China’s southern tech hub ordered the city of 17.5 million into lockdown to combat an outbreak of COVID-19. Foxconn, Apple's top iPhone manufacturer, said it is waiting on the advice of the local government to determine when the factories will reopen.


Shenzhen’s government ordered the citywide lockdown on Sunday after reporting 66 new COVID cases that day, bringing the southern Chinese city's total to over 400 since late February. The lockdown is scheduled to last a week, during which time health authorities say they will test every resident three times.


Foxconn told Fortune it has “adjusted [our] production line to minimize the potential impact” of the lockdown in Shenzhen, tapping into the company’s “diversified production sites in China.”


Besides rerouting Apple's supply chain, the week-long lockdown in Shenzhen could cause major disruption to international supply lines of other tech giants. Shenzhen is home to some of the world’s largest ports and is a major terminus in trade between the U.S. and China.


When authorities halted operations at Shenzhen’s Yantian port to tackle a COVID outbreak last June, it caused a shipping backlog that took months to ease. Yantian is the world’s fourth largest port and processes roughly 90% of China’s electronics shipments.


One executive at shipping giant Maersk described last year’s four-week port closure as “a much bigger disruption than the Ever Given getting stuck in the Suez Canal.” On Monday, a Maersk spokesperson told Fortune the company was still “in the process of figuring out the impact” of Shenzhen’s latest lockdown.


According to Bloomberg, Yantian port said Monday that it is operating normally.

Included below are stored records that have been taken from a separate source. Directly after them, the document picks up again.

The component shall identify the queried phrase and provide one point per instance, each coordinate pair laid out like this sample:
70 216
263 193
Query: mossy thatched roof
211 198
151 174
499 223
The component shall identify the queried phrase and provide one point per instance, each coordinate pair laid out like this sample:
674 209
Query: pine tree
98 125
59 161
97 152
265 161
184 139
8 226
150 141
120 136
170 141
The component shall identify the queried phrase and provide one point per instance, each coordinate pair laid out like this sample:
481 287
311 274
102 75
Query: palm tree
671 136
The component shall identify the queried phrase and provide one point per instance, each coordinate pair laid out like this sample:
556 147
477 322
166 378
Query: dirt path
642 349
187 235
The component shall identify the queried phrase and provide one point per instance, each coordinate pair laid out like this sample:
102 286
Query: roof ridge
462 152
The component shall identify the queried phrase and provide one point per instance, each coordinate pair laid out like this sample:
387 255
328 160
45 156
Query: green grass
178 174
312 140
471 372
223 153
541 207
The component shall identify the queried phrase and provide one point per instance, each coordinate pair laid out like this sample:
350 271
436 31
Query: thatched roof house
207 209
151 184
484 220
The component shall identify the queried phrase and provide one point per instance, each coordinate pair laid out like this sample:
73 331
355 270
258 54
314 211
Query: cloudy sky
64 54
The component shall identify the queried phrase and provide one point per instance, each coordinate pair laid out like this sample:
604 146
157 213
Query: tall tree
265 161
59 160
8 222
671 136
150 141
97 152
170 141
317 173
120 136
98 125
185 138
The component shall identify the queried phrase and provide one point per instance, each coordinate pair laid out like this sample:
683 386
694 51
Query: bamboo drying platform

Shenzhen is the largest Chinese city to implement a full-scale lockdown since Wuhan and its neighbors did so during the first COVID outbreak in early 2020, sealing roughly 40 million people indoors. Since then, other major cities—like Shanghai, which is currently combating its own COVID outbreak—have implemented localized lockdowns to contain COVID by cordoning off individual neighborhoods and residential compounds.


But Shenzhen, home to tech giants including Tencent and Huawei Technologies, is potentially at greater risk of a massive COVID outbreak than other Chinese cities. The southern tech hub shares a border with Hong Kong, which is currently suffering its worst COVID outbreak since the pandemic began, logging over 30,000 cases per day.


Shenzhen has traced the majority of its new COVID cases to Hong Kong since February.


“If prevention and control is not strengthened in a timely and decisive manner, it could easily become large-scale community transmission,” Shenzhen health official Lin Hancheng told a media briefing Sunday.